[co-authors: Caitlin Murphy, Andrew Shaxted]
The California Consumer Privacy Act (CCPA) is paving the way for an era of similar laws in states across the country. Rather than trying to adapt incrementally, companies should position themselves now for general compliance.
Data equals dollars in today’s digital age with personal information as the hot commodity. However, headline topping cybersecurity breaches have made consumers skittish about how companies handle the data they share online. Rising demand for greater protection of personal information and transparency about how it is used is driving change.
On January 1 of this year, The California Consumer Privacy Act (CCPA) became effective. Though still undergoing modifications, the CCPA is similar to Europe’s General Data Protection Regulation (GDPR). It guarantees consumers the right to “opt-out” of any sale of their data, enhanced privacy notice requirements, and more.
Like the GDPR, the California law will introduce new fines for non-compliance by corporations and lawsuit parameters for state residents impacted by the illegal processing and mishandling of their data. Enforcement will go into full effect on July 1 of this year.
Organizations with any level of exposure to U.S. markets are highly likely to be impacted by the CCPA. With the fifth largest economy in the world ($2.75 trillion in annual GDP), California is a commercial powerhouse unto itself.
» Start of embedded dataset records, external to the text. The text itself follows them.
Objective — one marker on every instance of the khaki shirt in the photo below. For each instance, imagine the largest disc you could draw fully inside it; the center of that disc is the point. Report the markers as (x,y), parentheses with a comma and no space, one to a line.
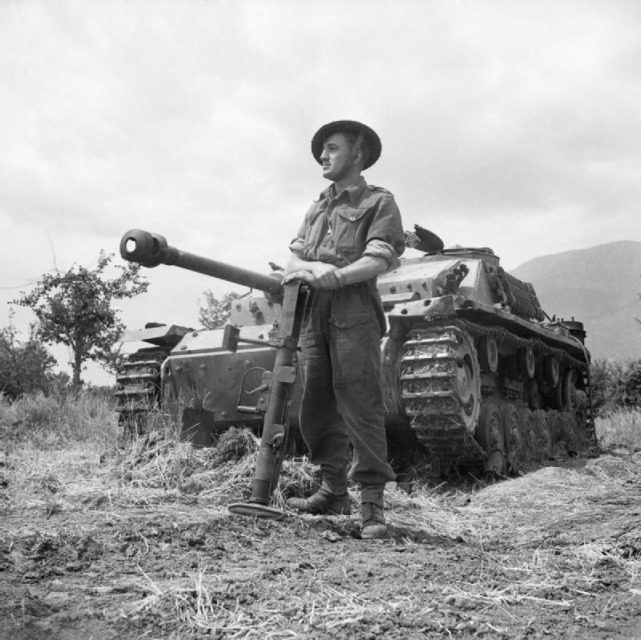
(363,220)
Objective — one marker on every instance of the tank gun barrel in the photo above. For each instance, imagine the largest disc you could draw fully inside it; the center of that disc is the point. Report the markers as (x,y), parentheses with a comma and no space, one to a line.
(151,249)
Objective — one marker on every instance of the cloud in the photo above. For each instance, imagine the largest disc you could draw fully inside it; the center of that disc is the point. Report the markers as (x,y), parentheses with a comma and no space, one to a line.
(510,125)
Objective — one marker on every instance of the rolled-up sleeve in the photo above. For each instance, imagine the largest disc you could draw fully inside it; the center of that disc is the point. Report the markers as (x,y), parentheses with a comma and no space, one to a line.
(385,236)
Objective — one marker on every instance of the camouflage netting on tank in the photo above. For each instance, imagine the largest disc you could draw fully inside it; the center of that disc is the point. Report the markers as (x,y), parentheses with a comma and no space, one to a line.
(519,296)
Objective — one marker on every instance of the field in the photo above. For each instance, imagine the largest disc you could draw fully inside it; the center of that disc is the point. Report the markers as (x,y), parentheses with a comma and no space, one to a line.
(100,545)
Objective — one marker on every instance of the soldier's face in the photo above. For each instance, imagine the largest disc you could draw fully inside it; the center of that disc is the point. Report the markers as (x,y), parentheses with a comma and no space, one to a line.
(336,158)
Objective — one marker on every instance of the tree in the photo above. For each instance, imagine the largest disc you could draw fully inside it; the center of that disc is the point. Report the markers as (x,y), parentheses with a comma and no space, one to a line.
(24,366)
(215,313)
(75,309)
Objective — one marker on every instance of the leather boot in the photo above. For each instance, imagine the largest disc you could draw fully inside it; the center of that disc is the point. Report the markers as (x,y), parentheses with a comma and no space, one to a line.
(323,502)
(372,514)
(331,498)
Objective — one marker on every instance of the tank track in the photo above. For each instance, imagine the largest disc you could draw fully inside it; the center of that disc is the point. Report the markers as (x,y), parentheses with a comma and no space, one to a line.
(138,389)
(461,416)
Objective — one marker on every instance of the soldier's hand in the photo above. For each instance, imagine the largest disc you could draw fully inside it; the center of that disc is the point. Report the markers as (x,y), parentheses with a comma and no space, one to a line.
(325,280)
(302,275)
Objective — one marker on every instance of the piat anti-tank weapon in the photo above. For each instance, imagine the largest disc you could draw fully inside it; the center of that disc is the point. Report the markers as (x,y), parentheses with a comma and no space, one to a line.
(472,367)
(151,250)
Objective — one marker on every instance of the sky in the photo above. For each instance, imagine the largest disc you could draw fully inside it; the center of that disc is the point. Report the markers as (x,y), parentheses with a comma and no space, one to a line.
(509,124)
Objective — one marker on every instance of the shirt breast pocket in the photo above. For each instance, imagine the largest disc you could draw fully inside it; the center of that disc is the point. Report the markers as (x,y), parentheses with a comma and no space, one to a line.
(351,231)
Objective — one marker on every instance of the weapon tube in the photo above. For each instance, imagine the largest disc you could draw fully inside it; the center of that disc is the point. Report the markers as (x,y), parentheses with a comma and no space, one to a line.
(151,249)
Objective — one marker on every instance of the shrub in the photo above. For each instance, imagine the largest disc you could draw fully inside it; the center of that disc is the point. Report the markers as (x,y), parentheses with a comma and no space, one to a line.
(54,421)
(615,385)
(25,367)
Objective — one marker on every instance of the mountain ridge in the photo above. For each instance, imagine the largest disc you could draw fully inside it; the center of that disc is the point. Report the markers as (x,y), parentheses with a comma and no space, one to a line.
(598,286)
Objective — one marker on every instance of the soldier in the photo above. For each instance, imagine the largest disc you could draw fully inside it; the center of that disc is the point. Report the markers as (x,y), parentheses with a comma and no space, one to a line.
(352,233)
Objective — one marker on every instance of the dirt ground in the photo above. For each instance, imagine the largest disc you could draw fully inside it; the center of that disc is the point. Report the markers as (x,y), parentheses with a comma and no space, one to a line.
(87,552)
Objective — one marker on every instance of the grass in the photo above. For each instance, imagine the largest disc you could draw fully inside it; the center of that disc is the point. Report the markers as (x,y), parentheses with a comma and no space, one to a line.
(63,456)
(620,428)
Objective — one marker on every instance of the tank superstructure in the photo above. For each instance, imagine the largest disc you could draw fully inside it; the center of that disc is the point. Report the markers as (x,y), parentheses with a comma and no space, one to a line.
(471,364)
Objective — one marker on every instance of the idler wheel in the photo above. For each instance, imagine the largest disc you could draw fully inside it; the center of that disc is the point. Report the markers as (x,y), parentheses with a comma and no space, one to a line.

It’s also home to tech giants Facebook and Google.
And the CCPA is just the tip of a digital iceberg migrating across the U.S. As the California regulations gain traction, many other states are expected to follow suit and draft their own data privacy laws. As of the publication of this article, five states (New York, Nevada, Maine, Massachusetts and New Jersey) are considering CCPA-like regulations.
Waiting for the laws to take effect and revamping internal practices in response is an exercise in time and resource futility. Far better is to prepare for the coming wave of regulations by being in the best position to pivot to compliance as needed. The following five steps are a general guide to preparedness.
Establish a robust understanding of where your company’s data is located. Prepare a clear map of location and method for storing personal data (across digital and hard copies), noting how long the data has been there, how it’s been used in the past, and whether it was shared with other parties.
Look across all aspects of the enterprise — how will the new compliance obligations like those in the CCPA impact products, services, business process, internal systems, third-party relations, etc.? By ensuring compliancy with the new obligations, businesses can be proactive when it comes to adapting to future regulations in other states.
It’s crucial that companies keep pace with the latest privacy updates. This is where they should work with counsel and privacy experts to draft compliancy notices that accomplish three things:
i.) Provide a description of consumer rights under the law
ii.) List out third-parties to whom the business sells personal information
iii.) Categorize third-parties that the business has disclosed personal information
Make note of the deadlines for privacy notices. They may be staggered depending on whether they’re geared towards consumers or employees.
Knowing how data moves through the organization is essential — so is knowing how to shut off that valve. For instance, businesses should provide clear, easy-to-read consent requests as well as a “Do Not Sell My Personal Information” link on their website homepage. Implement a process for handling “Do Not Sell” requests that is easy for the consumer to navigate. That way, both the consumer and company know exactly where the flow of data stops.
At the same time, companies should review vendor contracts to ensure that the sale and use of personal information abide by the new laws. This will grant companies better visibility into the flow of a consumer’s personal information and enable them to respond to data rights requests in a timely manner.
How and when a company responds to a data rights requests is key. While this will require a substantial amount of effort, it can actually run quite smoothly if companies provide the consumer with the tools to make it easier for all parties. One way to do this is by providing a toll-free telephone number or email address where individuals can submit data access requests or privacy complaints.
By developing a workflow that efficiently fields requests within the designated timeframe, companies can effectively manage the different streams of requests without getting overwhelmed.
A smooth implementation inevitably depends on the allocation of resources and budget. Companies must ensure their efforts aren’t just implemented, but preserved and sustained.
Taking time to calculate sufficient budget and resourcing, then committing to the spend, will help keep privacy programs accountable to the goals they set. It takes time, material and experienced people to affect data privacy, but the results will ultimately outweigh the initial investment.